Indeed! Tim Weaver showed me this a few days back. Epic does not do it.....this needs it's own word. Like "RAADIFUKINALL"


----------



## Junk Show Tours (Mar 11, 2008)

wow


----------



## Captain Tappan (Jun 12, 2013)

That was awesome guys!!! Might take me twenty more years to gain the skillz... But i'm definitely adding that river to the bucket list what kind of gear did y'all end up using for that trip?


----------



## 2tomcat2 (May 27, 2012)

Fantastic...never stop running


----------



## BarryDingle (Mar 13, 2008)

I knew who posted this before I even opened the thread...

Solid.


----------



## cupido76 (May 22, 2009)

Amazing!


----------



## tango (Feb 1, 2006)

impressive


----------



## fullmer (Aug 23, 2006)

Great video Dan! Our group was on the river about the same time as you. We passed your raft near Money Drop. By the way, I lost 12 pounds on that trip. The Middle Fork of the Kings truly is an epic journey.


----------



## Dan McCain (Jul 4, 2012)

Captain Tappan said:


> That was awesome guys!!! Might take me twenty more years to gain the skillz... But i'm definitely adding that river to the bucket list what kind of gear did y'all end up using for that trip?

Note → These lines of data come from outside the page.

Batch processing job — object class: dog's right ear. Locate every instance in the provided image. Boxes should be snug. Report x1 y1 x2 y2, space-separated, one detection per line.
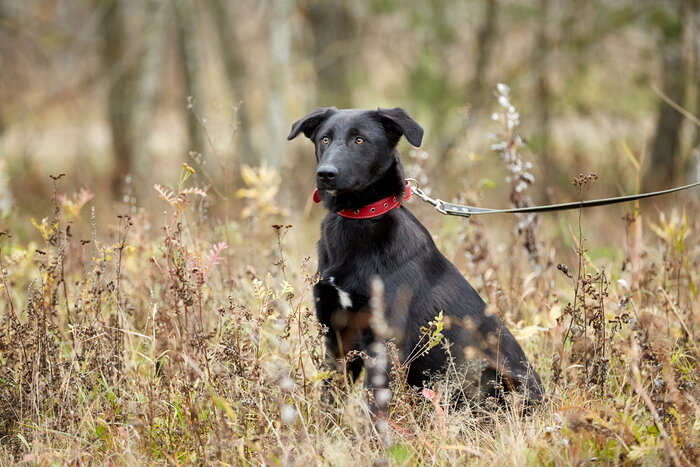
287 107 338 139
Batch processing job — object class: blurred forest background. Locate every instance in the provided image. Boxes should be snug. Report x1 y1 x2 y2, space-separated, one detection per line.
0 0 700 225
0 0 700 467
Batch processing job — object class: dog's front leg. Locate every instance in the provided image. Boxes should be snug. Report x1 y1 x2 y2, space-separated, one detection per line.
365 340 391 418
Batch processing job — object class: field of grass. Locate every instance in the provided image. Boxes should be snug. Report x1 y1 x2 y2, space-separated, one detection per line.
0 154 700 465
0 97 700 466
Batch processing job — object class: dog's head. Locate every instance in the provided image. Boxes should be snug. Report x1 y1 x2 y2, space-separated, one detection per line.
287 107 423 196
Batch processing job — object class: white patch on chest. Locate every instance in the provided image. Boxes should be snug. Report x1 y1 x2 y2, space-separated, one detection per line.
328 276 352 310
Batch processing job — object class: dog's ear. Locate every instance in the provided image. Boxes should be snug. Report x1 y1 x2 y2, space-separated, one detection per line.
377 107 423 147
287 107 338 139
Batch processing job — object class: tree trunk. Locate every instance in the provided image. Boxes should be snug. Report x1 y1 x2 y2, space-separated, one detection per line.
133 2 171 187
175 0 209 170
532 0 553 168
266 0 293 167
100 0 134 198
645 4 685 188
467 0 499 125
209 0 260 165
687 0 700 186
308 0 355 108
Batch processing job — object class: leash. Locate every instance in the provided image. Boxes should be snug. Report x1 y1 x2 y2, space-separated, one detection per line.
406 178 700 217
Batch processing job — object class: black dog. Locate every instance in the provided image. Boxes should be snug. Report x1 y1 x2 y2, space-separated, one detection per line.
288 107 544 408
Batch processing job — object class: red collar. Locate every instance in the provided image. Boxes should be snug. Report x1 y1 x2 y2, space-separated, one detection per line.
313 181 413 219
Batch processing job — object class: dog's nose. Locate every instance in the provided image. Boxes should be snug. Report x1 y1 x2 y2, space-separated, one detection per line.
316 165 338 182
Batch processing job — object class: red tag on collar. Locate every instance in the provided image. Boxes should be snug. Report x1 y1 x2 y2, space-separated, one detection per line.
312 181 413 219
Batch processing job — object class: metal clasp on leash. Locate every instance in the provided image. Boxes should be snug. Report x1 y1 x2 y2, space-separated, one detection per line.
406 178 454 217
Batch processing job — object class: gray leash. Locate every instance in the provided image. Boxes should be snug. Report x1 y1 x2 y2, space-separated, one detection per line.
406 178 700 217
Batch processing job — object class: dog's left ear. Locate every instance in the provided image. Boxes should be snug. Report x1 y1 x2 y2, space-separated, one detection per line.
377 107 423 147
287 107 338 140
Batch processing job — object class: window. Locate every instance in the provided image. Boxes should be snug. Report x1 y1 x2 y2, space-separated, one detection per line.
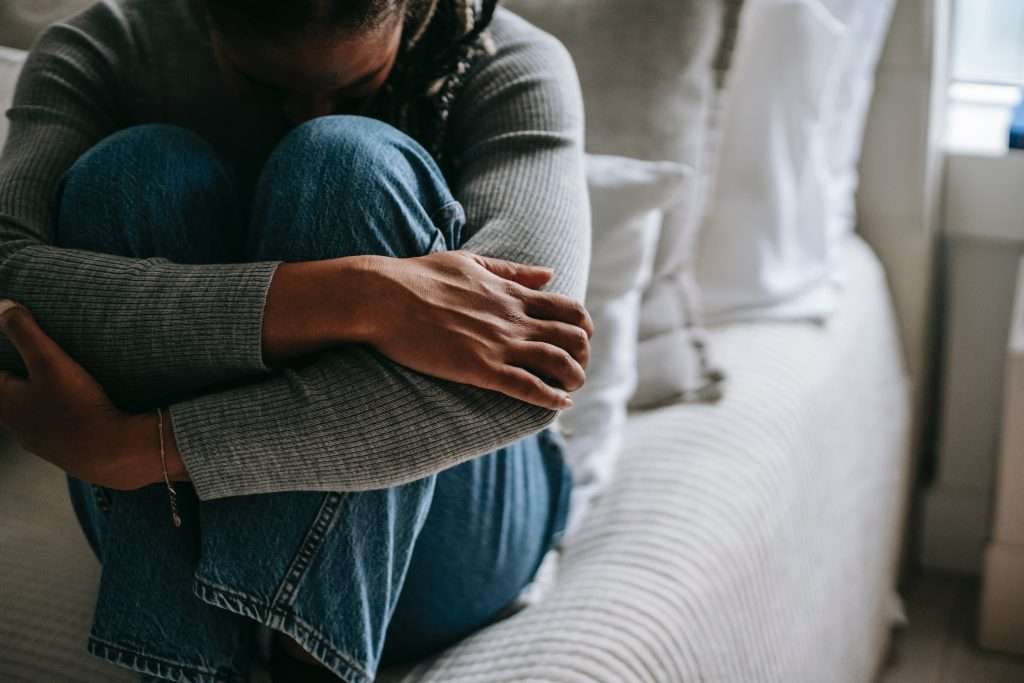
946 0 1024 154
952 0 1024 86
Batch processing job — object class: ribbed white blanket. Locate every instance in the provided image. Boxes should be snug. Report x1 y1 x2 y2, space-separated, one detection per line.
389 233 909 683
0 236 907 683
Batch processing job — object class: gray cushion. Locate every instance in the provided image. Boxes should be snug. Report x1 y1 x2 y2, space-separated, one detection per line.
0 47 25 148
0 0 95 50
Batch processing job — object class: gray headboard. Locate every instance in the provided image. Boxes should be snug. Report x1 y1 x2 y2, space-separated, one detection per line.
858 0 950 454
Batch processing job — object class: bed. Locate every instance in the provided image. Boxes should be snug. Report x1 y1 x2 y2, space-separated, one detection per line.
0 0 946 683
0 238 909 683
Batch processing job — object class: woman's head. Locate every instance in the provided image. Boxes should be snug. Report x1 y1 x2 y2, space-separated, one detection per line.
206 0 416 40
205 0 435 123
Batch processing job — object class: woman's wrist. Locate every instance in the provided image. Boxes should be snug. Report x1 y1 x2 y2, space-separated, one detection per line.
112 410 189 490
262 256 375 366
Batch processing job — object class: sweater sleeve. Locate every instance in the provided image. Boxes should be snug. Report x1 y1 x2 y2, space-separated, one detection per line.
0 3 279 403
170 25 590 500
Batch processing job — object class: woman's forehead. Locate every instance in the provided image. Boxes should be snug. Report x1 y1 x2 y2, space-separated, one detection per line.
213 22 401 92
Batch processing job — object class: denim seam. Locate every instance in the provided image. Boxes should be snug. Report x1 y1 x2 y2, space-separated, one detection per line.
193 577 374 683
270 494 345 607
88 634 246 683
430 199 466 250
430 200 466 227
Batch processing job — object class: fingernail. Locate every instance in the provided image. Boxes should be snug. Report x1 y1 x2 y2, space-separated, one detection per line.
0 299 17 322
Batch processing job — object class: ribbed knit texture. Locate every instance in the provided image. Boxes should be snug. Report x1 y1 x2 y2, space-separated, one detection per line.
0 236 909 683
0 0 590 500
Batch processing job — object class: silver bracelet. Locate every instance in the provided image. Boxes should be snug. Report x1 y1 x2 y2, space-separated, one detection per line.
157 408 181 526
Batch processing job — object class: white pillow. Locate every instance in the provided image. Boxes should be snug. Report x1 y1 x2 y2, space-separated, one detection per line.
697 0 894 323
824 0 896 266
558 156 690 533
504 0 744 409
697 0 846 322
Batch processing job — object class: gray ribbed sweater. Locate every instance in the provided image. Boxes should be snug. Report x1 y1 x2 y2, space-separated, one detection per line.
0 0 590 500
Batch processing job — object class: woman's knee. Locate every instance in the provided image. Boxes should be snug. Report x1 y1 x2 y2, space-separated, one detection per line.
246 116 465 260
54 124 241 263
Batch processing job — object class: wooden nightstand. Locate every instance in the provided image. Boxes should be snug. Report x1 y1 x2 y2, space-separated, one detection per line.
978 260 1024 654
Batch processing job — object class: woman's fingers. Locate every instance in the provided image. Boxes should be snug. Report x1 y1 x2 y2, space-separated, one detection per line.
509 342 587 391
492 366 572 411
525 292 594 338
474 256 555 290
0 299 63 375
528 321 590 368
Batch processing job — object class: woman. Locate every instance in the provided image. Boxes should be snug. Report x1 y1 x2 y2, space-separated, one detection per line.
0 0 591 681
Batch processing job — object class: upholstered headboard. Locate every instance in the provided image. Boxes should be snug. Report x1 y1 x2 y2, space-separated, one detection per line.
857 0 950 458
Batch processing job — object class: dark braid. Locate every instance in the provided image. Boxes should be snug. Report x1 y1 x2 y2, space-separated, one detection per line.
380 0 498 172
204 0 498 171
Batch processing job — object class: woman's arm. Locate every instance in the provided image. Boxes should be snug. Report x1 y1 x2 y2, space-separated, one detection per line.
0 12 288 403
160 20 590 500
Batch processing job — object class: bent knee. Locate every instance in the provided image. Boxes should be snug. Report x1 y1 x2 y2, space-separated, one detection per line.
54 124 239 260
247 116 465 260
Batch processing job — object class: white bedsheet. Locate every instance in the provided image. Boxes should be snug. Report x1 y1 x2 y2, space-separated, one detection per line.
399 233 909 683
0 236 908 683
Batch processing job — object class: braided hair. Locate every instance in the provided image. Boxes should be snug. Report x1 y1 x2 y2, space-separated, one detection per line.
381 0 498 168
205 0 498 168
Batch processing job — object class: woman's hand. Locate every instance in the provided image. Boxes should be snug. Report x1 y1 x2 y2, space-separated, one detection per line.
357 251 593 410
0 300 149 489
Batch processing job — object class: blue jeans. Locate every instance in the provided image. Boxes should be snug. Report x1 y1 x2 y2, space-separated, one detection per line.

The raft was an AIRE 13D which we put through a lot of abuse throughout the trip and it came back without a scratch. There is no other raft I would have taken in besides an AIRE as they take a beating and perform very well which was crucial on that river. We took watershed bags which were crucial as we had a lot very important items, including my blood testing stuff and the spot in case we needed a rescue, and the bags came back looking like new even though we put them through a very large amount of abuse on the hike in and the portages. The paddles were sawyers guide paddles which we definitely needed as many of the slides were low volume so the blades took a lot of abuse trying to keep our angles dragging them on the granite. The trip is truly amazing and definitely worth it but be prepared to run a lot of very hard nearly unrunnable rapids and get mules to hike the gear in as I would not recommend hiking a raft in there as if was miserable to say the least.


----------